そんなことを考えながら、熱心に数分祈っていると…沙織ちゃんの両手の中にあるお札が眩く光だした。





 光が収まって、俺たちの間にあったのは、鶏の卵くらいの大きさで虹色に輝く縦長気味の球体。


「私達の愛の結晶ですねっ!」

 沙織ちゃんが上気した顔ですこし疲れた顔をしながらも、とても誇らしそうに俺をみた。


「…そうだね」



「コメントをいただいておるので…読み上げてもよいかな?」

 〝りほ〟が呆れ気味に言った。


「「…どうぞ」」




「スマホの画面は、コメントで溢れかえっておるが…おおむね〝末永く爆発しろ!〟じゃな」



「ありがとうございます。良い子を産みますねっ」


 沙織ちゃんは、卵を胸のあたりに大事そうに抱えながらしみじみと言った。


「この動画が気に入った人は、チャンネル登録、高評価。よろしくお願いします!」


 これで本日の動画は終了。燃やさないでね?



♠️

 その夜、久しぶりに悪夢をみた。悪夢の内容は、以前とは別のものである。いや、いつものように〝りほ〟に【夜ご飯】をあげすぎて気絶していたのだが…。


「式神を産む…か。妬けるねぇ」


 リアリティのある夢。いや…これは何者かによる呪術?だが…話しているのは誰だ??


 容姿を説明すると、中学生2年生の平均くらいの体格と発育度の………見知らぬ女の子。肌の色は褐色。髪は銀髪のロングストレート。瞳の色は金色だ。その容姿は褐色の妖精…ダークエルフを彷彿ほうふつさせる美しさと妖艶さ。


「誰だ?」



「…つれないなぁ。妹が遠いところからわざわざ会いにきたんだよ。嬉しいでしょ? もっと、うれしそうにしてよ! お兄ちゃん!」


「妹?」

 俺は末っ子で妹もいないはずだが…。遠くって、どこから会いにきたんだ?


 それにこいつ…人間じゃない。感じるのは、邪悪でこれまで感じたたことがないほど圧倒的に強大な………呪力。その呪力の前で俺は金縛りにあっているのである。


「まだ産まれてないけどね。パパが今、一生懸命、ボクを作っているんだよっ♪」


 クソ親父が色々と呪力を集めて作ってるのがこいつか?


「何のために?」


「さあ…でも、お兄ちゃんの【晩ご飯】は私が全部もらうの! 見てたら、とても美味しそうだったし。で、お兄ちゃんの子を産むのもボクなの。ボクだけなの!! 他の女は、殺しちゃうから」

 ギンっという擬音が聞こえるほどの殺気と眼力。



(見てたって、何をだよ?俺って美味しそうなの? 他の女って誰? いや、何人だよ。もしかして世界中の女…か?)

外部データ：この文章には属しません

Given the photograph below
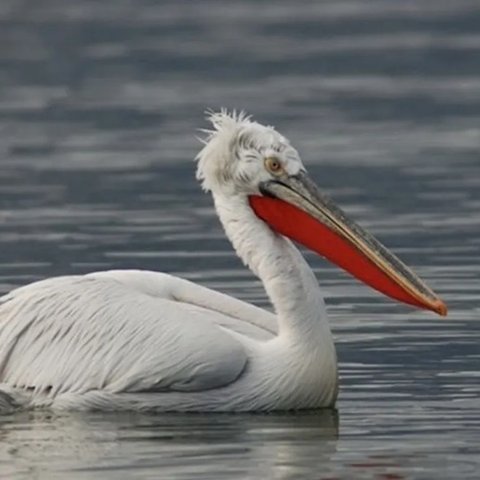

 そのさまは狂気そのもので、言っていることがこの上もなく本気だとわかる。そして、世界中の女を殺し尽くせるくらいの力をたしかに持っているだろうことも。


「なんで…」


「〝欲しいものは力づくでも絶対手に入れろ!〟ってパパが言ってる。胎教ってやつ?」


「あの、クソ親父〜!」

 胎教って、お腹の中にいる胎児が感性の豊かな子供に育つように親が美しいクラシック音楽とかを聞かせる奴ですよね? 何を教えこんでやがる!


「というわけで…産まれたら、お兄ちゃんに会いにくるからねっ! ああ…そうそう、ボクの名前は〝六禍〟。六つの禍い《わざわい》と書いて〝りっか〟だよ。種族名も〝わざわい〟。覚えておいてっ♪じゃーねー、ダスビダーニャ(←ロシア語。さよならの意味)!」


「ちょ…まてよ」


 …六禍と名乗ったそれは、終始、圧倒的で威圧的な呪力を放ち、言いたいことだけ言って去っていった。